With the encouragement of his mentor, Ewing changed his friend group and sought out people who would be positive influences.

“I noticed I was doing stupid things, so I changed that and removed all those negative people from my life,” he said.

The types of changes Ewing made were all related to mental health. In fact, actions taken by Ewing, such as investing in healthy relationships and finding ways to serve, are suggestions made in the Surgeon General’s 2021 advisory on supporting the mental health of young people. But Ewing would never frame it that way.

For Ewing, mental health means one thing.

” You are not happy. Not to be happy,” he said. “That’s my take on mental health.”

Because that’s exactly how society teaches us to think about it, said Jason Lessard, executive director of the Anchorage chapter of the National Alliance on Mental Illness, a mental health advocacy organization.

“When people hear about mental health, they think of mental illness or the negative aspects of mental health,” he said.

Lessard said often conversations about mental health in the media and in personal interactions focus on negative issues or mental health diagnoses. They don’t focus on the idea that mental health is just another aspect of our overall health and is heavily influenced by the environment and people around us.

Mental health is also linked to our physical health. Lack of food can lead to irritability, just as anxiety can cause stomach pain, he said.

“I think what gets so tricky with mental health, mental wellness, and brain health is that it’s so intertwined with so many other things,” Lessard said.

The World Health Organization defines mental health as a state of well-being where people can realize their own abilities, can cope with the normal stresses of life, and can make contributions to their communities.

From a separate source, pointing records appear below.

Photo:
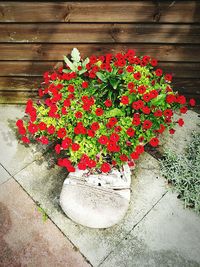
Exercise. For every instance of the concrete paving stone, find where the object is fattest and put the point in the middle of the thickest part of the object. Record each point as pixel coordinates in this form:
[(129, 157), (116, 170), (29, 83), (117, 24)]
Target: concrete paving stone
[(183, 135), (44, 185), (14, 156), (4, 175), (168, 236), (25, 240)]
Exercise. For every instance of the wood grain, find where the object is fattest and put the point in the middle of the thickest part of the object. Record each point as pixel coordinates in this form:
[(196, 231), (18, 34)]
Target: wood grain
[(37, 68), (190, 53), (189, 85), (99, 33), (100, 11)]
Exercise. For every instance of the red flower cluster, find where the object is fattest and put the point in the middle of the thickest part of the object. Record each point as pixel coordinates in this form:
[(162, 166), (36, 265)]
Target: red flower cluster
[(103, 111)]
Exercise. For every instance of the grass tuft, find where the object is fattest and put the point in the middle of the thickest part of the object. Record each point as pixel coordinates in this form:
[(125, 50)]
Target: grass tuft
[(183, 173)]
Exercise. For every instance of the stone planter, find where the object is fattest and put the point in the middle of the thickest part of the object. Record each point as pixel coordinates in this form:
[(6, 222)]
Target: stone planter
[(96, 201)]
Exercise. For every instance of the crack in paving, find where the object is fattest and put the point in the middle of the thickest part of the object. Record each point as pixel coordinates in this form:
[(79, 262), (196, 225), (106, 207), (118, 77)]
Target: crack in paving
[(125, 237)]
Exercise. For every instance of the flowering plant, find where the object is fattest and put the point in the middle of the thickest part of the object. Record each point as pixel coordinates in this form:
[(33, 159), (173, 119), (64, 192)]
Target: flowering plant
[(101, 111)]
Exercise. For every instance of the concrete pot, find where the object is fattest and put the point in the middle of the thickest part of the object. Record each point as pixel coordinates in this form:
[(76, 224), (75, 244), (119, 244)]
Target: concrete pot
[(96, 201)]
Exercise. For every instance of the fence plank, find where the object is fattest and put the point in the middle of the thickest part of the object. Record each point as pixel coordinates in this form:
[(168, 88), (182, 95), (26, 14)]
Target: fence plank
[(100, 11), (190, 53), (37, 68), (99, 33), (188, 86)]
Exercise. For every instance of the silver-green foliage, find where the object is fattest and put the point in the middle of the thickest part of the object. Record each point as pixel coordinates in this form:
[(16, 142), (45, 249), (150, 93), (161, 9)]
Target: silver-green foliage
[(183, 172)]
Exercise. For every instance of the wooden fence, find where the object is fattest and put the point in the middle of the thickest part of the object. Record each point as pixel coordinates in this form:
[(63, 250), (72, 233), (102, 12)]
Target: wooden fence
[(34, 36)]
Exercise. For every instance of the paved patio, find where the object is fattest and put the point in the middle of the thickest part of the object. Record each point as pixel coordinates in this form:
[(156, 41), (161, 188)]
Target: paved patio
[(156, 231)]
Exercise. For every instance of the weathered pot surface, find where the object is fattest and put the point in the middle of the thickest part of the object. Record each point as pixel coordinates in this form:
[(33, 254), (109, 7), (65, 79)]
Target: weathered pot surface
[(96, 201)]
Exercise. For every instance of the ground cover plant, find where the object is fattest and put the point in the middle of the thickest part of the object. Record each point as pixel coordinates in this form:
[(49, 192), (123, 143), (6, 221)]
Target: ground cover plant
[(183, 172), (101, 111)]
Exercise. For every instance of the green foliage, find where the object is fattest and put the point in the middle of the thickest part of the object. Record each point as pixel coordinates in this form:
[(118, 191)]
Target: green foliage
[(183, 172)]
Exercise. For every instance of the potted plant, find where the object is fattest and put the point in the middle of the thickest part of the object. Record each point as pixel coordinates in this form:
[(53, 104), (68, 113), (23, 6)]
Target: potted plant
[(100, 112)]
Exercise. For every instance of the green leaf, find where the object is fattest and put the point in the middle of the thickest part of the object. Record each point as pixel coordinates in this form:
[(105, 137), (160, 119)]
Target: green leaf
[(85, 62), (114, 113), (101, 76), (69, 63), (114, 82), (158, 100), (75, 55)]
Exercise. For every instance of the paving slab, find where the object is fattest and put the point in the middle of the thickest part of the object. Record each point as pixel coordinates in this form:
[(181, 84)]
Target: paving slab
[(4, 175), (168, 236), (44, 185), (183, 135), (14, 156), (25, 240)]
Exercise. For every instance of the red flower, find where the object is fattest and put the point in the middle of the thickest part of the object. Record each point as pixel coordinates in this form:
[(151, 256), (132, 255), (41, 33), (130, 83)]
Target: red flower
[(32, 128), (95, 126), (92, 163), (84, 85), (131, 85), (129, 68), (66, 143), (154, 62), (123, 157), (158, 113), (134, 155), (154, 142), (86, 107), (139, 149), (181, 99), (112, 121), (61, 133), (146, 110), (78, 115), (138, 104), (42, 126), (71, 88), (67, 103), (99, 111), (171, 131), (82, 166), (130, 132), (108, 103), (19, 123), (168, 77), (44, 140), (181, 122), (161, 129), (147, 124), (113, 147), (141, 89), (105, 167), (57, 148), (118, 129), (146, 97), (192, 102), (158, 72), (125, 100), (64, 111), (75, 147), (25, 140), (22, 130), (136, 121), (114, 137), (90, 133), (103, 140), (168, 113), (183, 110), (51, 129), (137, 75), (170, 99)]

This means that mental health is not just about problems or depression, and mental health support is not just about medication or therapy.

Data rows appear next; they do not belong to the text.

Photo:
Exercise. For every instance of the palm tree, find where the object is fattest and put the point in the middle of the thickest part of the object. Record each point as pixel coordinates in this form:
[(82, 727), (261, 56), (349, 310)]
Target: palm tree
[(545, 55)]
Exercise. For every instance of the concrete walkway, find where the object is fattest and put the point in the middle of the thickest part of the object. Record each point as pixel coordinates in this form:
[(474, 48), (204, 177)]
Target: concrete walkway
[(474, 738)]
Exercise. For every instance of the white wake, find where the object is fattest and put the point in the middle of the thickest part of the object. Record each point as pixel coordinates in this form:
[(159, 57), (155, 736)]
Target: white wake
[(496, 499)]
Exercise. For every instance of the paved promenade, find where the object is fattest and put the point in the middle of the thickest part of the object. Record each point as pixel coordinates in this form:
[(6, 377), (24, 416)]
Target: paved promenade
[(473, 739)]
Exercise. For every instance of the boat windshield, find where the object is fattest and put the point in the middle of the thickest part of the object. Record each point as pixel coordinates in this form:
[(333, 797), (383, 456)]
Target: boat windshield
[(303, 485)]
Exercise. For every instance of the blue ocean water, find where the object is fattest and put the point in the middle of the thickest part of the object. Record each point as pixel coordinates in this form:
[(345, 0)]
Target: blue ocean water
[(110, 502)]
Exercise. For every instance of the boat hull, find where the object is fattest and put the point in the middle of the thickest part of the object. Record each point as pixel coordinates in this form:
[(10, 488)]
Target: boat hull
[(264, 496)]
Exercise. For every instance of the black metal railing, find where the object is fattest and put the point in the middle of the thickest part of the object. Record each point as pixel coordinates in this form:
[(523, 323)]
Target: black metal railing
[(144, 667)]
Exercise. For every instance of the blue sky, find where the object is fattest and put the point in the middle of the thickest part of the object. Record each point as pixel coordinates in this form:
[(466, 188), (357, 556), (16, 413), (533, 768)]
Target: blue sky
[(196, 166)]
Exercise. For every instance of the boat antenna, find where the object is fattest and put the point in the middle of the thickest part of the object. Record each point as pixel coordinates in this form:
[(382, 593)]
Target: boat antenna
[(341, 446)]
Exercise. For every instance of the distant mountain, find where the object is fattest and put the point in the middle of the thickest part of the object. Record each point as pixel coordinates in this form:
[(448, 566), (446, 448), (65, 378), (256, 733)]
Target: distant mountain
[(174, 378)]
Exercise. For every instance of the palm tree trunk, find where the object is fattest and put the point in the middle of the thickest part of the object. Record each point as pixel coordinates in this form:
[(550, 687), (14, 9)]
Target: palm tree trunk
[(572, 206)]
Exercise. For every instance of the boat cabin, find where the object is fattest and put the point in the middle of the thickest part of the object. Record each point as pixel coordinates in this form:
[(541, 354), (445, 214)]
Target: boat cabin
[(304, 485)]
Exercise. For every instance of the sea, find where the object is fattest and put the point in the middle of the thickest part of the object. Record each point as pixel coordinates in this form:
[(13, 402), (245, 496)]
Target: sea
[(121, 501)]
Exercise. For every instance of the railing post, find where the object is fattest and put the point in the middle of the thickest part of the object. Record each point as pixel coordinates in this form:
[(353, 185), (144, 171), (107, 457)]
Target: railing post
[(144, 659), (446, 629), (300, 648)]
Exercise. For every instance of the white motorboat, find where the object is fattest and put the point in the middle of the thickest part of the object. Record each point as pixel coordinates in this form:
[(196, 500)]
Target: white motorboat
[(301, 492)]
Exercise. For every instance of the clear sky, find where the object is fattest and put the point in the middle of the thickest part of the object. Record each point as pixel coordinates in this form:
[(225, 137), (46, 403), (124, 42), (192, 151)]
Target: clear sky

So how do you evolve conversations about mental health to be more inclusive of all aspects of it, from the positive things to the negative things? How can we talk about the little things we can do to improve our mental health without being reductive?

“It’s hard, and I’m not sure how to make that change without also sounding, you know, a little too much, a little too Pollyanna-ish and prescriptive,” Lessard said.

Part of the problem is that it can be difficult to define mental health and all that it includes, even for people who work in the field.

“Your mental health is…I don’t even know how to describe it,” said peer support specialist Taylor Stapley. He works with adolescents at VOA-Alaska, a mental health service provider in Anchorage. “It’s just your way. Yeah, it’s really hard to define that for me.

Stapely said mental health includes uplifting and hardest feelings. Speaking as both a professional and an addiction recoverer, he said mental health is influenced by everything.

“Everything helps. How people talk to you, how people look at you, how you feel, how you think others see you, your self-esteem, your lack of self-esteem. Your mood you are in. Everything contributes to it,” he said.

So how do we get people to think about mental health and talk about it more fully and fearlessly? Lessard and Stapely said it starts with more education.

“The sooner we can have these conversations and talk to kids about their emotions so they understand them a little bit better,” the better off we’ll be in the long run, Lessard said.

Stapely said education has opened up conversations about many issues in the past and can do the same for mental health.

“You don’t have to be afraid of it. It just is what it is,” Stapely said.

Mental health education is not currently part of Alaska’s state education standards, although the state legislature has discussed bills on the issue in the past three legislative sessions. . Senator Lisa Murkowski also recently introduced federal legislation to fund mental health promotion and suicide prevention programs in K-12 schools.

This story is part an ongoing solutions journalism project to Alaska Public Media on the destigmatization of mental health. The project is funded by a grant from the Alaska Mental Health Trust but is editorially independent.